Lowered goals for carbon dioxide emission in Europe’s iron and steel, cement, and refinery sectors cannot be achieved without the implementation of advanced technologies which lessen the presence of the gas, according to Chalmers University of Technology.
The university’s researchers came to the conclusion that a large technological overhaul was needed following a comprehensive study of the estimated outlook of the carbon-intensive industries for 2010-2050.
According to Johan Rootzén, who recently completed his doctoral thesis at Chalmers, for the target to be reached the practice of carbon capture and storage (CCS) must be implemented, as well as other technologies which lead to the lessening of carbon dioxide. Though he said the change will require a great amount of investment in primary production, Rootzén said the study suggests that funding will have minimal influence on the costs of a car or a house because the cost of the related materials represents a small portion of the cost of the final product.
Though much attention is paid to how much carbon dioxide is produced by electricity and transport, Rootzén said cement and steel production and oil refining in Sweden and the EU produces massive amounts of the gas.

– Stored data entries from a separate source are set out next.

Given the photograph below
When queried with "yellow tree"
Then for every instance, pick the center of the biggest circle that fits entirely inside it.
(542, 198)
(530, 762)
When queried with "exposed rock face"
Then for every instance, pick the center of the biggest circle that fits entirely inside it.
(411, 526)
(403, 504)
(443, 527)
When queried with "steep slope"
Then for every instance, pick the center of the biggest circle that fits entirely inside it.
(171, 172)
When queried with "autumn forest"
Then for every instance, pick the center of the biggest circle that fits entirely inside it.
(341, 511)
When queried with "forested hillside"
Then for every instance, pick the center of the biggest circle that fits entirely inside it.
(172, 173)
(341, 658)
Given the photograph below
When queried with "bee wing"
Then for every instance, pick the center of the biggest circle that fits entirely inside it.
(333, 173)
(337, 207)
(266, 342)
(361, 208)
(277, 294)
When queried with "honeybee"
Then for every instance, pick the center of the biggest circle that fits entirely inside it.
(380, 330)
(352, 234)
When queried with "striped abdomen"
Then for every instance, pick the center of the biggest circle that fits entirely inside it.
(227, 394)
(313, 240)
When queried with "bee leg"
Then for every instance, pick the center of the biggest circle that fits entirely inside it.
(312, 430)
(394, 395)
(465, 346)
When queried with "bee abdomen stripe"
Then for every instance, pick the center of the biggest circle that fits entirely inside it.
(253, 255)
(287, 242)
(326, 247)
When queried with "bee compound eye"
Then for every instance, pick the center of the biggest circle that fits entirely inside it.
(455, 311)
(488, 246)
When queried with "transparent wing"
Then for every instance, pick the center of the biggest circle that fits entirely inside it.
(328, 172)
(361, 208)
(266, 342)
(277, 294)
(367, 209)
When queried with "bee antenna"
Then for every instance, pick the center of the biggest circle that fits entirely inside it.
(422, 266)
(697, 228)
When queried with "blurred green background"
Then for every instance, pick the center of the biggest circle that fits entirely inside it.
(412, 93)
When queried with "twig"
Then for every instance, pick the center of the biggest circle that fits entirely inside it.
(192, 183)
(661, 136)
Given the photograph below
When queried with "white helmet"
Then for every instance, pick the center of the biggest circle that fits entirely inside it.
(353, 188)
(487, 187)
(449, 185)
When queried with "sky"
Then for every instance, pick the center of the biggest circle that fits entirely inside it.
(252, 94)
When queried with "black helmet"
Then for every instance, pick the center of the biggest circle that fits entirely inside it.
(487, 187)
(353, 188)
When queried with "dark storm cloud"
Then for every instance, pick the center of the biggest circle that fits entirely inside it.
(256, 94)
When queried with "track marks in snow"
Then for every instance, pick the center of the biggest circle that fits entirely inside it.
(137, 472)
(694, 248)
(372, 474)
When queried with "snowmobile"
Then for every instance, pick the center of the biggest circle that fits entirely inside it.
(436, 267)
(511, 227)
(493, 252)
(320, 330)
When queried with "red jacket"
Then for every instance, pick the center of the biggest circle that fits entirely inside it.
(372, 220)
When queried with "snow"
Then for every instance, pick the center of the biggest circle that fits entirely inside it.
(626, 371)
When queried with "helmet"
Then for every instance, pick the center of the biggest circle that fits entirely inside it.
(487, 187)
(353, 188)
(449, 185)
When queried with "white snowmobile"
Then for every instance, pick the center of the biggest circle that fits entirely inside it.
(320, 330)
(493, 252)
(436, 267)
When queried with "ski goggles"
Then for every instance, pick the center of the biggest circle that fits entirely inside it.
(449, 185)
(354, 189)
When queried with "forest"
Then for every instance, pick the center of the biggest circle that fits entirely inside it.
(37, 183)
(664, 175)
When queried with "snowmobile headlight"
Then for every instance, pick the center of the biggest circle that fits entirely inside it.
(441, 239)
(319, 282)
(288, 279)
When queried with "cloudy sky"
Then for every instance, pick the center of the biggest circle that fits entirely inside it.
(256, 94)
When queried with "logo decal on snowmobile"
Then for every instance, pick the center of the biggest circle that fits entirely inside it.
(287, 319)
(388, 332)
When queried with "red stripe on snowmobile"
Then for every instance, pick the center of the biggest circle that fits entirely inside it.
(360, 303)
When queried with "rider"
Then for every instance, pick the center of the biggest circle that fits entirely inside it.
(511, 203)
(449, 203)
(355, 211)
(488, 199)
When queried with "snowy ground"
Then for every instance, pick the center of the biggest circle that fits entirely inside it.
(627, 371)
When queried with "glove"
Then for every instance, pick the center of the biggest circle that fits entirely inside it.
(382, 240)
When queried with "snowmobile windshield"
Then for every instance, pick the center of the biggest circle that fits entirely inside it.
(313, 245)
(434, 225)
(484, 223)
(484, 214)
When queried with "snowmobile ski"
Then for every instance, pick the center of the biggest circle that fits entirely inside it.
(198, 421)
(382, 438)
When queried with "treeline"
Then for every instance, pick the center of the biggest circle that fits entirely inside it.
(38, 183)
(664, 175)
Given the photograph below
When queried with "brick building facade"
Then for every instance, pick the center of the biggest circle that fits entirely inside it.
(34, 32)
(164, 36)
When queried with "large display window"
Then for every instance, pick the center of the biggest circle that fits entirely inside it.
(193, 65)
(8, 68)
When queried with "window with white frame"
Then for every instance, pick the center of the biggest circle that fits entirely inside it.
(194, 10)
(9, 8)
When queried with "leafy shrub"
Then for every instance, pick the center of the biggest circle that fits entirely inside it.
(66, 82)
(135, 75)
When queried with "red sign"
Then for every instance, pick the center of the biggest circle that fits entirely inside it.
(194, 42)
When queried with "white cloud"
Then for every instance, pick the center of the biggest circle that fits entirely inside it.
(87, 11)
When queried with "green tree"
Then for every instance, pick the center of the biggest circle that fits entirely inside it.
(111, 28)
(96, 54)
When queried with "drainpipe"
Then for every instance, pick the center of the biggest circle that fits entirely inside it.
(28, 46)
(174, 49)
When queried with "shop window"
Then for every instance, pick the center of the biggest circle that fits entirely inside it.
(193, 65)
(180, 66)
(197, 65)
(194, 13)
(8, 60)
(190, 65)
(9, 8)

“There is a lack of strategy from political actors about how emissions from these industries should be reduced, even though these industries are responsible for a tenth of emissions of carbon dioxide in Europe and nearly 20 percent in Sweden,” Rootzén said. “At the same time Sweden and the EU have a target in which emissions should be almost zero by 2050.”
A way to mitigate the carbon dioxide created by cement and steel production would be to slow down those processes. That is unlikely to happen, as Chalmers forecasts the need for steel and cement to remain due to continuing housing, infrastructure, and renewable energy projects.
Rootzén said that if the suggested improvements in technology are made, the processes which allow those changes to occur must start immediately because it takes a long time to assimilate the technologies into heavy industry infrastructures.
“There are only a few investment cycles left to year 2050,” he added. “If the EU is serious about reducing emissions by 80-90 percent by 2050, then the issue of how to finance the development and implementation of innovative process technology must be brought to the table now.”
Another issue is the uncertainty relating to how newly created carbon dioxide mitigating technologies can be assimilated into the industries. These questions need to be answered, especially as they pertain to the CCS chain. However, that indecisiveness isn’t enough reason to delay the implementation of the changes, according to Fllip Johnsson, a professor who has headed the emissions-related research at Chalmers.
There are indeed question marks concerning CCS, and large investments are required in CCS as well as in other measures. Yet, if society decides not to try then we limit the room for maneuvering in the future,” Johnsson reasoned. “Our research suggests that without a shift in technology then refineries, steel and cement industries alone are going to be the source of up to a quarter of the emissions in 2050.”
Rootzén concluded that the effect the technological improvements in Europe’s basic industries have on global development is limited. However, he said the change should be made because those in the area have an obligation to lead the improvements and develop measures that the rest of the world can follow.